In a recent New Scientist cover story about gravity, Michael Brooks described the force as strange, mysterious, and puzzling. He insisted that one reason gravity does not make sense (to him) is because it is “fine-tuned”: “If it [gravity—EL] were a tiny bit stronger, none of us would be here to scoff at its puny nature” (2009, 202[2712]:30, emp. added). Regarding the expansion of space (after the alleged Big Bang) and the pull of gravity, Brooks wrote:
It turns out that the struggle between these two was balanced on a knife-edge. If the expansion of space had overwhelmed the pull of gravity in the newborn universe, stars, galaxies and humans would never have been able to form. If, on the other hand, gravity had been much stronger, stars and galaxies might have formed, but they would have quickly collapsed in on themselves and each other. What’s more, the gravitational distortion of space-time would have folded up the universe in a big crunch. Our cosmic history could have been over by now.
Only the middle ground, where the expansion and the gravitational strength balance...allows life to form (p. 31, emp. added).
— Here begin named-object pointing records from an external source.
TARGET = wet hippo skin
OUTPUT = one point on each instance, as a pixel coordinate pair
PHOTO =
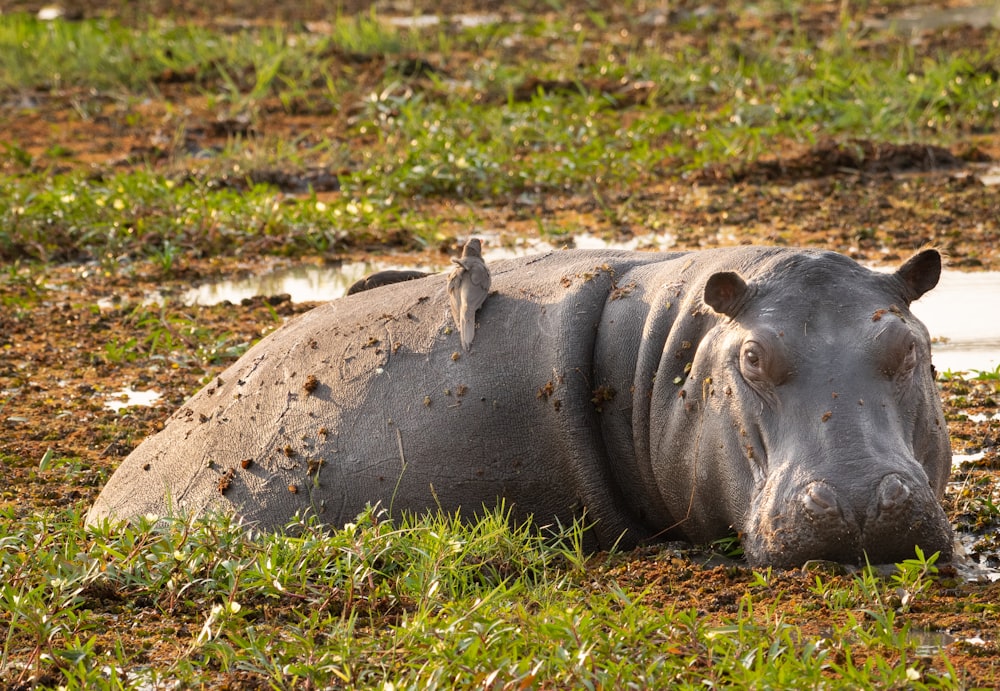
(784, 393)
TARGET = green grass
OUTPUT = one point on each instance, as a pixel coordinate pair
(423, 603)
(457, 133)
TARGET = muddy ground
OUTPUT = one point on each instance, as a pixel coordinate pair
(62, 329)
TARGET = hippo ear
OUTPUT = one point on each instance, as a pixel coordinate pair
(920, 273)
(724, 292)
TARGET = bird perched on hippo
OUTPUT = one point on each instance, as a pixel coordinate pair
(784, 393)
(468, 287)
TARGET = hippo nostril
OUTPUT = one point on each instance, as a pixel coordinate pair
(820, 500)
(892, 492)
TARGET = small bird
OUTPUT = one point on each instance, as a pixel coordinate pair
(468, 286)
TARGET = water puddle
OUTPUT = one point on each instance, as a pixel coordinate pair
(961, 315)
(424, 21)
(957, 312)
(128, 397)
(927, 18)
Brooks then asked, “Why does G [the designation for the gravitational constant—EL] have the value that allowed life to form in the cosmos?” (p. 31). His answer: “The simple but unsatisfying answer is that we could not be here to observe it if it were any different. As to the deeper answer—no one knows....We have never explained any basic constant of nature” (p. 31, emp. added).
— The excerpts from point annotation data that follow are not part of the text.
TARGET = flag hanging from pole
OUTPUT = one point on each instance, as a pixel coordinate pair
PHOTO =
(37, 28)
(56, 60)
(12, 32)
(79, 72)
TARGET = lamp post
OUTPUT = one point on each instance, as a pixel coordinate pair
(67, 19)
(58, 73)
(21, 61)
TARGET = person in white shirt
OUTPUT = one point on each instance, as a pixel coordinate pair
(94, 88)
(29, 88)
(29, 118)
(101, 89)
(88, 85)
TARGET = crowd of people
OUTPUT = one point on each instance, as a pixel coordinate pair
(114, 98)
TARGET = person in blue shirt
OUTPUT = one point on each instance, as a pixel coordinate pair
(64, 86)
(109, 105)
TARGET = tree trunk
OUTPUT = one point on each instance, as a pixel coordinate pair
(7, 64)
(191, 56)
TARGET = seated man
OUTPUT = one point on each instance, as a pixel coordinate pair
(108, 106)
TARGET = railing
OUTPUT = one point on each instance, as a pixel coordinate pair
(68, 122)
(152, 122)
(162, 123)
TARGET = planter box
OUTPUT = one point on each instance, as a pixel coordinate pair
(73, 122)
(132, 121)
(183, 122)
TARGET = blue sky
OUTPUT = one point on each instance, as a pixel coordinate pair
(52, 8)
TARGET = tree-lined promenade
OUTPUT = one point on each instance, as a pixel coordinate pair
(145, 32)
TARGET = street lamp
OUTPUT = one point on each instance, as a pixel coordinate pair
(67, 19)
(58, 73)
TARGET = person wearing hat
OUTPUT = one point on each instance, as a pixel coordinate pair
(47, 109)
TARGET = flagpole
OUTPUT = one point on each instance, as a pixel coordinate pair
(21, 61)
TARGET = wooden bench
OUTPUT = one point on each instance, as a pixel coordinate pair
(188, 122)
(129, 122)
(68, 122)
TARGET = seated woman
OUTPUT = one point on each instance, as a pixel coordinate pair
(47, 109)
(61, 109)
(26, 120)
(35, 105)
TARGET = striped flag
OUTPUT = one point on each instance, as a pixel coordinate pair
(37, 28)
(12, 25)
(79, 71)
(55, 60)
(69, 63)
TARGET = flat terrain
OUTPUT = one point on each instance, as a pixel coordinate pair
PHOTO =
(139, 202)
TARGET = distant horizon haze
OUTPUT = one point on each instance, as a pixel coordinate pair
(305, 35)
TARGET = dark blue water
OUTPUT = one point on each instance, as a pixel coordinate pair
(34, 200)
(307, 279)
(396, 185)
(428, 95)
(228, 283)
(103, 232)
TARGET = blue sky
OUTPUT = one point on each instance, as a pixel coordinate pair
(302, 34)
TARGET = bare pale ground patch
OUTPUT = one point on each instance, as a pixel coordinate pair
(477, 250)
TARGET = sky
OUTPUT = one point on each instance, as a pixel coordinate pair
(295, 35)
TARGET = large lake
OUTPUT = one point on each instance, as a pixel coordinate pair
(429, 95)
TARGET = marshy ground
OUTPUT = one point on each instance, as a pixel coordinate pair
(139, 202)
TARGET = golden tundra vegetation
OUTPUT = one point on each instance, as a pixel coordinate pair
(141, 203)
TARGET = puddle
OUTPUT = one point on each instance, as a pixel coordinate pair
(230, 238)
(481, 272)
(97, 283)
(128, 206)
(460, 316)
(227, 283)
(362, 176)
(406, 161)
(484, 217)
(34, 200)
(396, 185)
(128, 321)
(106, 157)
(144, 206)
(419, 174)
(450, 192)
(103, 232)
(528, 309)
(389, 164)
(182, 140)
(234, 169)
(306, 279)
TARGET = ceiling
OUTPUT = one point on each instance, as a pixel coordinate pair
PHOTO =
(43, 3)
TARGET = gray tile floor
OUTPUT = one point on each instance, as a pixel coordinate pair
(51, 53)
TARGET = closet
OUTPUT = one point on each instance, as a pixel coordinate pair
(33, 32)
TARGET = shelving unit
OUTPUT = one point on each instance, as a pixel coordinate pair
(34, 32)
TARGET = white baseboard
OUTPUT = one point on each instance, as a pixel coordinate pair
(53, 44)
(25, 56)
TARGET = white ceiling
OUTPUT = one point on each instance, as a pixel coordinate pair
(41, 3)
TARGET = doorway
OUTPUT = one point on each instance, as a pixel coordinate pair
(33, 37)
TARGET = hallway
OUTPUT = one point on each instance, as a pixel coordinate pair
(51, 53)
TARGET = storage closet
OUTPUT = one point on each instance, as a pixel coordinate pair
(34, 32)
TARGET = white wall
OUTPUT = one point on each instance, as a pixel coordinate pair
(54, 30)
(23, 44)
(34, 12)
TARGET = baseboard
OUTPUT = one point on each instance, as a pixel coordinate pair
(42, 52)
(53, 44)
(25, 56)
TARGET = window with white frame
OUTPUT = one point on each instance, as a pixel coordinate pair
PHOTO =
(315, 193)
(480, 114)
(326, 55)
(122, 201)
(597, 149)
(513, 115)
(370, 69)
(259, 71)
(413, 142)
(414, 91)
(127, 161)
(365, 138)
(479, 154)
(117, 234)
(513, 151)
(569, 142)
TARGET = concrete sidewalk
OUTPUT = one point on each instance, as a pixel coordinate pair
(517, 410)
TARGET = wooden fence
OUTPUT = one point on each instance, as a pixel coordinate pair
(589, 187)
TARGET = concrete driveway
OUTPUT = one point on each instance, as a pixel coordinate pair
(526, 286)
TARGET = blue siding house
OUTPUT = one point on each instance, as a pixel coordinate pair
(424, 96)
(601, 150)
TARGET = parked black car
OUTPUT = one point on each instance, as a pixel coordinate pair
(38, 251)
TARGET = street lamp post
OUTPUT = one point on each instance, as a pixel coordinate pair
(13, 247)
Evolutionists like Michael Brooks admit that “no one knows” why the force of gravity is so perfect as to allow life to exist on Earth. Evolutionists acknowledge: “We have never explained any basic constant in nature.” Atheistic evolutionists allege that the Universe and its laws are the result of mindless, naturalistic, random processes, yet at the same time they contend that it is “uniquely hospitable,” “remarkable,” and “ordered in an intelligible way” (Davies, pp. 30,34). In a New Scientist article titled “Laying Down the Laws,” Paul Davies of Arizona State University admitted the many examples of “uncanny bio-friendly ‘coincidences’” and “fine-tuned properties” of the Universe (p. 30). He then wrote: “Like Baby Bear’s porridge in the story of Goldilocks, our universe seems ‘just right’ for life. It looks, to use astronomer Fred Hoyle’s dramatic description, as if ‘a super-intellect has been monkeying with
physics’” (p. 30).
physics’” (p. 30).
In truth, it “looks...as if a super-intellect” lies behind the precise, fine-tuned, law-driven Universe, because there is a Super-intellect behind it all. The simple, satisfying answer for why the Universe works so well, and for why Earth is so perfect for life’s existence, is because the Universe has a fine-tuner. Just as a fine-tuned automobile demands a tuner, so our fine-tuned Universe demands a designer. Nothing makes sense if an ultimate Tuner does not exist, but everything makes sense if He does. Indeed, “In the beginning God created the heavens and the Earth” (Genesis 1:1). He ordained the moon and the stars. The heavens are the work of His fingers (Psalm 8:3). They declare His glory (Psalm 19:1). “He upholds all things by the word of His power” (Hebrews 1:3, NASB). The infinite, eternal Creator “is before all things, and in Him all things consist” (Colossians 1:17). He is the ultimate tuner of all that is finely tuned.
REFERENCES
Brooks, Michael (2009), “Seven Mysteries of Gravity,” New Scientist, 202[2712]:28-32, June 13.
Davies, Paul (2007), “Laying Down the Laws,” New Scientist, 194[2610]:30-34, June 29.